PMO: Officials only got briefing from Obama campaign

OTTAWA The Canadian Press

Democratic presidential hopeful Hillary Clinton never gave Canada any secret assurances about the future of NAFTA such as those allegedly offered by Barack Obama's campaign, Prime Minister Stephen Harper's office said Friday.

With the NAFTA affair swirling over the U.S. election and Canadian officials skittish about saying anything else that might influence the race, it took the PMO two days to deliver the information.

After being asked whether Canadian officials asked for — or received — any briefings from a Clinton campaign representative outlining her plans on NAFTA, a spokeswoman for the prime minister offered a response Friday.

"The answer is no, they did not," said Harper spokeswoman Sandra Buckler.

That response will come as a relief to the Clinton campaign, which has angrily denied that it has engaged in the kind of double-talking hypocrisy of which it accuses Mr. Obama.

The so-called NAFTA-gate affair took a bizarre twist this week that threatened to ensnare Ms. Clinton after having already damaged Mr. Obama at a critical phase of the U.S. election.

Mr. Obama had stinging criticism for the North American Free Trade Agreement while campaigning two weeks ago in Ohio. That rust belt state has lost thousands of jobs and the unions courted by Mr. Obama have blamed the trade pact for their job losses. Ms. Clinton was also unsparing in her criticism of NAFTA, stating flatly that the United States should withdraw from the agreement if it could not be renegotiated.

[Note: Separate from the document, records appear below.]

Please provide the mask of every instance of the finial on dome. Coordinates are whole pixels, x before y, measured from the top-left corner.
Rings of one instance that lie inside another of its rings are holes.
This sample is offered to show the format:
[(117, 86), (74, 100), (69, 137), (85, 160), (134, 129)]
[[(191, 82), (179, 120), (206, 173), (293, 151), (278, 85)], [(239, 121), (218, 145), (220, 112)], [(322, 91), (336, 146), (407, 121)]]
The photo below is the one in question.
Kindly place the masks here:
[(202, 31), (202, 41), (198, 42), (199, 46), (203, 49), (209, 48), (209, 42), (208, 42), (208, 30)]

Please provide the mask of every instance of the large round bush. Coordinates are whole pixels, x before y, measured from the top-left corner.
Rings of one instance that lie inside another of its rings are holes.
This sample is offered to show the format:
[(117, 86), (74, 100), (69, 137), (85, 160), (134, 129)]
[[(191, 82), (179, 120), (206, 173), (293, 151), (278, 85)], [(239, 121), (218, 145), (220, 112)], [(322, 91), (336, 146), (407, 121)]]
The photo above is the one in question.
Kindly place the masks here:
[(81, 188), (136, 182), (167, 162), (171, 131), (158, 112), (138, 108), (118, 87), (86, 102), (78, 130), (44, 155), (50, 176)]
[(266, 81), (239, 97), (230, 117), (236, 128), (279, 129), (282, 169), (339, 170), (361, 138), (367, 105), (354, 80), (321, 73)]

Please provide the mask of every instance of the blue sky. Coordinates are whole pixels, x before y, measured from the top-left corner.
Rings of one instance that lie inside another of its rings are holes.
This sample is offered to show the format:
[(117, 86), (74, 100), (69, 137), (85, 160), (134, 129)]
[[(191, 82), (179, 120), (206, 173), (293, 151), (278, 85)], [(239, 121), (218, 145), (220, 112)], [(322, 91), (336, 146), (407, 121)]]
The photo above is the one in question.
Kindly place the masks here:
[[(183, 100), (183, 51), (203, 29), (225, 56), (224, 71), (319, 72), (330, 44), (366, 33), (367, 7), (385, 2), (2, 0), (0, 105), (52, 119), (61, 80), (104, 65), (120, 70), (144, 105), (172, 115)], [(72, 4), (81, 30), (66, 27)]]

Suggestions of hypocrisy cost Mr. Obama critical votes in the Ohio and Texas primary — both of which were won by Ms. Clinton — and put a stop to his streak of a dozen straight primary wins.

The Associated Press obtained a Canadian government memo that suggested Austan Goolsbee, Mr. Obama's senior economic policy adviser, met Canadian diplomats the consulate in Chicago last month.

It was revealed this week that Mr. Harper's chief of staff Ian Brodie initially tipped off CTV News to the story on Feb. 26, when in an off-the-cuff conversation he suggested Ms. Clinton's attacks on NAFTA were less than sincere.

After investigating the story, CTV reported the next day that the Clinton and Obama campaigns had both offered Canada assurances that they would leave NAFTA untouched. Both camps issued denials.

But Mr. Obama's campaign was further torpedoed by the leak of the diplomatic memo. Mr. Goolsbee insists the Canadian memo mischaracterized his position.

Mr. Harper has called in an investigation unit to find out who leaked the document to the American media — a probe that will see government employees interviewed and their electronic records searched.

But the opposition says that's not good enough.

They want Mr. Brodie fired or suspended for his alleged indiscretions.

And they want the Mounties called in to determine whether any security-of-information laws were broken — just like they were called in when a junior staffer at Environment Canada allegedly leaked climate-change documents to the media last year.

NDP Leader Jack Layton says this incident is far worse.

"It created a political storm," Mr. Layton said.

"It has changed the dynamic of the U.S. primary for the Democratic party and it has given a club to the Republican candidate which he can use time and time again to go after whether it's Senator Clinton or Senator Obama."

The revelations about Mr. Brodie's conversation with CTV have left a key unanswered question that holds some implications for the U.S. election.

Sources who overheard that conversation say he specifically mentioned that Canadian diplomats did get assurances from the Clinton camp — and he never raised Mr. Obama's name.

That begs the question: why was Ms. Clinton's name raised at all?

Mr. Brodie does not deny downplaying the Democrats' anti-NAFTA rhetoric in a conversation with CTV, but he says he cannot recall mentioning any specific presidential candidate.

Ms. Clinton's team reacted furiously to the Brodie story and offered the Canadian government "blanket immunity" to publicly release the name of any campaign official who might have offered such back-channel assurances.